Rosenberg & Estis, P.C. Victorious in Appellate Term, Secures Eviction in Elaborate ‘Illusory Tenancy’ Scheme




Tenant Falsely Claimed Rights to Rent-Stabilized Unit

Rosenberg & Estis, P.C., New York City’s largest real estate law firm, has secured a victory for its client in a Civil Court trial and a subsequent appeal to the Appellate Term, First Department, securing possession of a rent-stabilized apartment after unraveling an elaborate scheme perpetrated by the tenant and her alleged roommate (“Appellant”), who claimed rights to the unit by alleging that the tenant of record was an illusory tenant.

Deborah E. Riegel, member; Ethan R. Cohen, associate, with R&E, represented 68-74 Thompson Realty, LLC, in the case before Justice Sabrina B. Kraus in Civil Court and before the Appellate Term.

“The Appellant and the tenant of record fashioned a complex scheme to convince the landlord that they were roommates, as permitted by law, to deprive landlord of knowledge of an illegal sublet for profit” said Ms. Riegel. “Our team of attorneys was able to expose the fraud and successfully represent the property owner in Civil Court and on appeal.”

As part of the scheme, the Appellant twice appeared in Court and held herself out as the tenant’s roommate, substantiated by notarized letters from the tenant affirming that she was a roommate. The Appellant also fraudulently represented to the Civil Court and to the landlord, in a so-ordered stipulation, that she was the tenant’s roommate.

The tenant and Appellant further perpetuated their fraud by, among other things, ensuring that the tenant was present and appeared to be living at the premises during landlord’s inspections of the premises, and by opening a joint bank account and tendering all rent payments bearing the tenant’s and Appellant’s names. In addition, they affirmatively colluded to have the tenant sign all renewal leases (even mailing them to her in Switzerland when necessary), and mailing renewals and rent checks to the landlord in the tenant’s name, even when sent by Appellant.

“After Appellant’s deceit was discovered, the landlord commenced a non-primary residence holdover proceeding against the tenant of record,” Ms. Riegel said. “Appellant appeared in Court, retreated from her prior representations and sought an unwarranted rent-stabilized tenancy, essentially arguing that landlord and the Civil Court should have known she was lying sooner.”
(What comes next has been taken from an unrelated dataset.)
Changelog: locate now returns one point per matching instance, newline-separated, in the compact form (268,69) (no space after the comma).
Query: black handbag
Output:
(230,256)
After the tenant of record defaulted, the sole issue at trial was Appellant’s illusory tenancy defense. After a three-day bench trial, Civil Court Justice Kraus entirely rejected Appellant’s claims because she participated in an elaborate scheme to hide the alleged sub-tenancy from the landlord and the Civil Court in prior summary proceedings, and found her to be wholly uncredible.

Significantly, based on Ms. Riegel’s aggressive cross-examination of the Appellant, Civil Court expressly found that “it is undisputed that [Appellant] will lie to the court and the landlord if she believes it will enable her to continue in occupancy…”

On appeal, the Appellate Term, First Department, found “no cause to disturb the trial court’s fact-laden determination that [Appellant] failed to prove her illusory tenancy defense.”

The Court also found that the trial record and evidence amply supported Civil Court’s conclusions, noting further that, “the trial court, having heard [Appellant’s] testimony and observed her demeanor, was entitled to discredit her testimony upon its assessment that it was “‘inconsistent, contradictory and inherently unreliable.'” Appellant’s motion for leave to appeal to the Appellate Division, First Department was denied, and landlord subsequently executed on its warrant of eviction.